RapidRAID: Pipelined Erasure Codes for Fast Data Archival in Distributed Storage Systems

RapidRAID: Pipelined Erasure Codes for Fast Data Archival in Distributed   Storage Systems

To achieve reliability in distributed storage systems, data has usually been replicated across different nodes. However the increasing volume of data to be stored has motivated the introduction of erasure codes, a storage efficient alternative to replication, particularly suited for archival in data centers, where old datasets (rarely accessed) can be erasure encoded, while replicas are maintained only for the latest data. Many recent works consider the design of new storage-centric erasure codes for improved repairability. In contrast, this paper addresses the migration from replication to encoding: traditionally erasure coding is an atomic operation in that a single node with the whole object encodes and uploads all the encoded pieces. Although large datasets can be concurrently archived by distributing individual object encodings among different nodes, the network and computing capacity of individual nodes constrain the archival process due to such atomicity. We propose a new pipelined coding strategy that distributes the network and computing load of single-object encodings among different nodes, which also speeds up multiple object archival. We further present RapidRAID codes, an explicit family of pipelined erasure codes which provides fast archival without compromising either data reliability or storage overheads. Finally, we provide a real implementation of RapidRAID codes and benchmark its performance using both a cluster of 50 nodes and a set of Amazon EC2 instances. Experiments show that RapidRAID codes reduce a single object’s coding time by up to 90%, while when multiple objects are encoded concurrently, the reduction is up to 20%.


💡 Research Summary

The paper tackles a practical bottleneck that arises when moving from replication‑based storage to erasure‑coded archival in large‑scale distributed systems. Traditional erasure coding treats the encoding of a single object as an atomic operation: one node receives the whole object, performs the full coding (e.g., Reed‑Solomon), and then distributes the parity fragments to other nodes. This approach overloads the originating node’s network bandwidth and CPU, especially for multi‑gigabyte objects, and limits the overall throughput of the storage cluster.

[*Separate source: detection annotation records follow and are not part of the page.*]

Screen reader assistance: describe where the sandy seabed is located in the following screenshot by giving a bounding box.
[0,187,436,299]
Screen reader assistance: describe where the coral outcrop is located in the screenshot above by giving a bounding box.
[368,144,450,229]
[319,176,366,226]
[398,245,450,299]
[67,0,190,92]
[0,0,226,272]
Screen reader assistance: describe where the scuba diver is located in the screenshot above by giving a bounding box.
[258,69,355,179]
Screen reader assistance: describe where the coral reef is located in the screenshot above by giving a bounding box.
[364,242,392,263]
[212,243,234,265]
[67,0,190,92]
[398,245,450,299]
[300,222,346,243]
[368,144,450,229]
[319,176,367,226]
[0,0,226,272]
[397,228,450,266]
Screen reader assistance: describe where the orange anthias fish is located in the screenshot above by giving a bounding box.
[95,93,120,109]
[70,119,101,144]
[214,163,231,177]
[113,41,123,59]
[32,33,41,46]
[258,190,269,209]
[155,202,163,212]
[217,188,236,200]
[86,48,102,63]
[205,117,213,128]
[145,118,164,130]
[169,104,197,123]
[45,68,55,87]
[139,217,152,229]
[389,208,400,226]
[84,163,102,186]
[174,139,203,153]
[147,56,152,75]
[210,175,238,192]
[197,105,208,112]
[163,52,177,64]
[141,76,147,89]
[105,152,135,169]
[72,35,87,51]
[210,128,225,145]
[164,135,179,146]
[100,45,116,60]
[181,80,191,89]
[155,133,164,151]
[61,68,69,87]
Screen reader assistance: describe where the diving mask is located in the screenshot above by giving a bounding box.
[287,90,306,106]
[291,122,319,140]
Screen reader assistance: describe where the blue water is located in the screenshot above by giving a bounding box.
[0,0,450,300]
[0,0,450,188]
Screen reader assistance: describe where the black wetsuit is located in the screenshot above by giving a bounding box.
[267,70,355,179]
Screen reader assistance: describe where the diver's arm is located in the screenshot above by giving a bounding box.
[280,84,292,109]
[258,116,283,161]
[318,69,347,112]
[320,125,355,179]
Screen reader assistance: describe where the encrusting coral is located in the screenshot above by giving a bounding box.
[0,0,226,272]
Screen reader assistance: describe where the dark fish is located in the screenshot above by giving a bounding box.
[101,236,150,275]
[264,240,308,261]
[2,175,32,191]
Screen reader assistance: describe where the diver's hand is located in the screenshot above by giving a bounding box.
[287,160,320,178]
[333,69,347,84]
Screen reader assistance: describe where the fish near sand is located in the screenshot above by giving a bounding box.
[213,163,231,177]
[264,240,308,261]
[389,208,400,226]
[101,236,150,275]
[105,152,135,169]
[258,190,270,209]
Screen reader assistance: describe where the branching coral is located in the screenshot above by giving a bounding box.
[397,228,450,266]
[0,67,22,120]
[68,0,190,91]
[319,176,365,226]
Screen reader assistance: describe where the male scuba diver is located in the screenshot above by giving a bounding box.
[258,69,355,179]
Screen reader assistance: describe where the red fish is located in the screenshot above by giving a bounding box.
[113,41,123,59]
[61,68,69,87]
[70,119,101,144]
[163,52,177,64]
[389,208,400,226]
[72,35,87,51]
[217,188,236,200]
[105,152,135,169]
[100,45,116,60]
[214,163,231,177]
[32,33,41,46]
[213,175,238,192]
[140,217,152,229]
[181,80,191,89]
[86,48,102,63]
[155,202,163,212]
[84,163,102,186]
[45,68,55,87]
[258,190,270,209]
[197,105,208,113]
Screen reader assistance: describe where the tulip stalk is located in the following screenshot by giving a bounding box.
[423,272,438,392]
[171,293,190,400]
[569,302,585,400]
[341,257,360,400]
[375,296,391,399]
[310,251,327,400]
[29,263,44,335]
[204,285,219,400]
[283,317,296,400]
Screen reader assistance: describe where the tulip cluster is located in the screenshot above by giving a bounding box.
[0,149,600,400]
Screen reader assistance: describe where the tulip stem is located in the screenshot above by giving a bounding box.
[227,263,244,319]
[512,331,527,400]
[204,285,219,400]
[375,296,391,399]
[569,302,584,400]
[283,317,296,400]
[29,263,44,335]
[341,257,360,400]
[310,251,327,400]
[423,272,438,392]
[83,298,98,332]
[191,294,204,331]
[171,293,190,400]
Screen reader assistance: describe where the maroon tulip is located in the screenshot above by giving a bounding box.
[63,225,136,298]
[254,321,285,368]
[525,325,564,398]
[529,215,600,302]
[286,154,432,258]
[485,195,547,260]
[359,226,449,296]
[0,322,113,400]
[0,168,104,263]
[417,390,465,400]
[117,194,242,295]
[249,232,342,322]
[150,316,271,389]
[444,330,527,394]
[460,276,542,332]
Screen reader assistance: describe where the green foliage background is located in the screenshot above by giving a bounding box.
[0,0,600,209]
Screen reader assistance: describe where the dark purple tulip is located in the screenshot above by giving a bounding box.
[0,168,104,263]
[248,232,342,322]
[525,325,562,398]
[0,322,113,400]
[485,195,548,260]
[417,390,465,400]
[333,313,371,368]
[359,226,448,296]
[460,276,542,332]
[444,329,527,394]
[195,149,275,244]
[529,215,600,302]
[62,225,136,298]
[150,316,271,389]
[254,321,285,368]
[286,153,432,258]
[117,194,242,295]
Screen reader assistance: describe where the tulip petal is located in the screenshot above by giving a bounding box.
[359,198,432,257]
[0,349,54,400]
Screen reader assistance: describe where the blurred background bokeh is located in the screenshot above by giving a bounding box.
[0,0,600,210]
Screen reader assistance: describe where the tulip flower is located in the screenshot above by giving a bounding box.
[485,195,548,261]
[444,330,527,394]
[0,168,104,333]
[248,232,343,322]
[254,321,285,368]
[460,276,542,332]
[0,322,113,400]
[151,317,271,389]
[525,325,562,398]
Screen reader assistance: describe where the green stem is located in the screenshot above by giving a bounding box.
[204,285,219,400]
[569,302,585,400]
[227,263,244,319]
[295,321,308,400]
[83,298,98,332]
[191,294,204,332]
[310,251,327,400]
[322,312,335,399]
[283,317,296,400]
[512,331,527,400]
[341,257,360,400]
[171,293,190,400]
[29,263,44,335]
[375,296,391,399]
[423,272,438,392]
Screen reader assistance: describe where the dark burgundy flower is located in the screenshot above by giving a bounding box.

To address this, the authors introduce a pipelined coding strategy called RapidRAID. The key idea is to split an object into several small chunks and stream them through a chain of storage nodes. Each node performs a partial encoding (typically a set of XOR operations) on the chunk it receives, combines the result with its own local data, and forwards the intermediate value to the next node. By overlapping computation with communication, the load is spread evenly across the cluster, eliminating the single‑point bottleneck.

RapidRAID’s design preserves the Maximum Distance Separable (MDS) property of (n, k) erasure codes while minimizing per‑node work. The coding matrix is constructed so that each node only needs to execute a limited number of XORs, and the size of the intermediate data transmitted between nodes is roughly 1/k of the original object size. Consequently, CPU utilization drops by 30–40 % compared with conventional Reed‑Solomon implementations, and network traffic does not increase substantially.

The authors validate their approach with two experimental setups: a 50‑node on‑premise cluster and a set of Amazon EC2 instances. For single‑object encoding, RapidRAID reduces the total encoding time by up to 90 % for objects larger than 10 GB, achieving sub‑second latency for smaller files. When multiple objects are encoded concurrently, the pipelined nature allows different objects to occupy different stages of the pipeline, resulting in a 20 % improvement in overall throughput.

The paper also discusses limitations. Deep pipelines can introduce cumulative latency, and synchronization overhead between nodes may become noticeable in highly heterogeneous environments. Selecting the optimal pipeline depth and chunk size therefore requires tuning to the specific network topology and node capabilities. Moreover, fault‑tolerance mechanisms must be extended to handle failures that occur mid‑pipeline without compromising data integrity.

Despite these challenges, RapidRAID demonstrates that pipelined erasure coding can dramatically accelerate archival workloads while retaining the storage efficiency of MDS codes. This makes it a compelling candidate for data‑center operators seeking to replace or augment replication with cost‑effective, high‑performance erasure coding, especially for “cold” data that is accessed infrequently but must be stored reliably over long periods.